Fiction Reviews


The City Among the Stars

(1962 / 2020) Francis Carsac, Flame Tree Press, £9.99 / US$14.99, pbk, 240pp, ISBN 978-1-787-58423-5

 

This is the first translation into English of Pour Patrie, L’Espace, originally published in 1962. It is the third book in the 'Ligue des Terres' sequence; it appears that these are books which share the same general setting rather than being a series. The novel was translated by Judith Sullivan and Margaret Schiff. I tell you this because the book fails to mention them. Francis Carsac is the pseudonym of scientist, geologist, and archaeologist Francoise Bordes. The book was written in what many regard as the Golden Age of Science Fiction.
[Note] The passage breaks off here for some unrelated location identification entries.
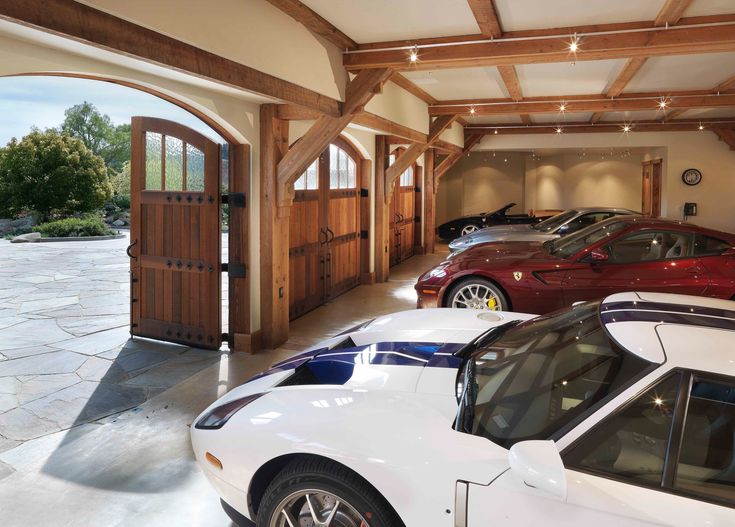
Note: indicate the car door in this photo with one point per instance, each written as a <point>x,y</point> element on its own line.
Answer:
<point>643,260</point>
<point>629,471</point>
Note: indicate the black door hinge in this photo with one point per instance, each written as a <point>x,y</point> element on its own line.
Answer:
<point>234,199</point>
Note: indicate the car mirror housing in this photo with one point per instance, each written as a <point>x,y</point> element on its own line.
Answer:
<point>539,465</point>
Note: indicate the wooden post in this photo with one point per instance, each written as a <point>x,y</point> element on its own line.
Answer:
<point>429,190</point>
<point>274,231</point>
<point>382,208</point>
<point>239,285</point>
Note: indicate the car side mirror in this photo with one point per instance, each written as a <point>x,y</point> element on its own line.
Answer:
<point>539,465</point>
<point>596,256</point>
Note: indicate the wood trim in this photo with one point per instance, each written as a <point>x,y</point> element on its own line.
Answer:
<point>486,16</point>
<point>314,22</point>
<point>677,40</point>
<point>91,26</point>
<point>671,12</point>
<point>412,88</point>
<point>595,103</point>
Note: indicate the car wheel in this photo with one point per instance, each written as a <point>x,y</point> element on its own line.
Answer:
<point>319,492</point>
<point>477,293</point>
<point>469,229</point>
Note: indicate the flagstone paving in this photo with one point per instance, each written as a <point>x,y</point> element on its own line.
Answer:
<point>66,357</point>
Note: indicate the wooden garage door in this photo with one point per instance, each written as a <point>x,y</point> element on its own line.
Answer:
<point>324,255</point>
<point>175,251</point>
<point>403,217</point>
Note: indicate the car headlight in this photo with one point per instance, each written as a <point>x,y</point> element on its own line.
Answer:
<point>218,416</point>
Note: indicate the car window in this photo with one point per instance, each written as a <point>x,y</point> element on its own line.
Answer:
<point>708,246</point>
<point>706,464</point>
<point>586,220</point>
<point>631,444</point>
<point>649,246</point>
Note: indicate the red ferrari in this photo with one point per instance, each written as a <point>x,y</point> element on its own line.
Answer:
<point>625,253</point>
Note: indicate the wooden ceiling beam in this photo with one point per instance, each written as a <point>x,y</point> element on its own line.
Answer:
<point>91,26</point>
<point>677,40</point>
<point>623,104</point>
<point>325,130</point>
<point>412,153</point>
<point>314,22</point>
<point>487,17</point>
<point>671,12</point>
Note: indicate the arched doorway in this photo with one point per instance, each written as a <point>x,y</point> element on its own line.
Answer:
<point>324,250</point>
<point>405,213</point>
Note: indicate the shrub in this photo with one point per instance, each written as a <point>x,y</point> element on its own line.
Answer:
<point>85,226</point>
<point>51,174</point>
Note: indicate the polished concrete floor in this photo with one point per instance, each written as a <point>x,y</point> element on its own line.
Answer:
<point>136,467</point>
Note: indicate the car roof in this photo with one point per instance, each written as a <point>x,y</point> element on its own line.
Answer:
<point>686,331</point>
<point>665,223</point>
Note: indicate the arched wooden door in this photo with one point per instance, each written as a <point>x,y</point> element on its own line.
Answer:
<point>324,255</point>
<point>404,215</point>
<point>175,251</point>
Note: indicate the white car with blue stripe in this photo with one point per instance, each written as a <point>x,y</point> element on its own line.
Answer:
<point>613,413</point>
Tankar Holroy is a Lieutenant in the Stellar Guard of Emperor Ktius. He did not have much choice; he was taken from his parents at the age of three and since then has been brought up and trained by the Guard. He is a high-grade soldier, well skilled in the arts of fighting and killing, of planning and winning battles. His background has ensured he has little thought for the rights and wrongs of the Empire, though he is aware that the current run of Emperors have not lived up to their forbears and he is contemptuous of the current one. There is rebellion afoot; it is doing well and the continuation of the Emperor is threatened. Holroy is dispatched on a mission to summon reinforcements, unaware that his spaceship has been sabotaged. It is only by luck that he was not killed but he has been left floating in space with only a few hours of air in his space suit.

Incredibly, his SOS had been received and he wakes up on board the Tilsin, a five kilometre-long spaceship/city. The Teknor explains that he is welcome to remain on the ship or he can be dropped off if they pass a suitable planet. Holroy discovers that the Tilsin is one of many such city-ships, which were built hundreds of years ago when the then current emperor threatened the freedom of technicians, artists, writers, monks, and other free thinkers, and they responded by a mass escape. Since then the city-ships have had nothing to do with Earth.

Holroy soon finds that, whilst he is allowed to remain on the Tilsin, the city-ship folks hold planetaries, as they call people who live on planets rather in space, in low regard and he is regarded by some as no more than a pariah, especially as he comes from the hated Empire. He also comes to find the real reason why he was rescued; the Teknor is hoping that he will reveal to them the tracker technology which helps the Emperor’s forces track other vessels in hyperspace. The city-ships are threatened by an alien race, the Mpfifis, who are bent on their destruction, and tracker technology will enable them to evade attacks. Deeply upset by the scorn with which the citizenry hold him, Holroy rapidly develops an attitude of non-co-operation and denies the existence of such technology. He does, in fact, not only know of trackers but also how to build them. Sadly the poor relations between Holroy and the citizens will have dire consequences for so many. Eventually he may become a wiser man, but his training in the Guards did not set him up for such broadminded understanding.

This has just set the scene, the story is about Holroy’s time on board the Tilsin and what he learns of that world and its people and, more importantly in the end, how he eventually matures and reaches deeper understanding.

So how did such an ‘old’ book stand up against more modern science fiction? Pretty well I thought. I found that the story ticked along nicely, with a number of plot lines that illustrated life on city-ships as well as explaining the back history of both them and the Empire. Whereas many, more modern, books feature lots of page-filling detail without moving the story on, this nicely combined details with story without either getting in the way of the other. Whilst the story avoided the excessive navel-gazing of some more modern novels, Holroy still got to do a lot of soul searching. The style was a little more factual than some of today’s chatty delivery so some might find it a touch flat, though it was far from a problem and I found it perfectly readable.

Predicting future technology is always difficult and, whilst the ships used hyperdrives and utilised anti-gravity shafts rather than lifts (elevators), music was still on magnetic media and moving pictures were on film. The author had not predicted the huge advance of chip technology and memories, small solid state devices, flat screens, etc... But then, how much of today’s predictive fiction will get it all right?

Carsac is popular in eastern Europe and has been translated into Russian, Bulgarian, Hungarian, Lithuanian, Latvian, and Estonian, and I am glad he has now been translated into English. All told, I thought it a good read.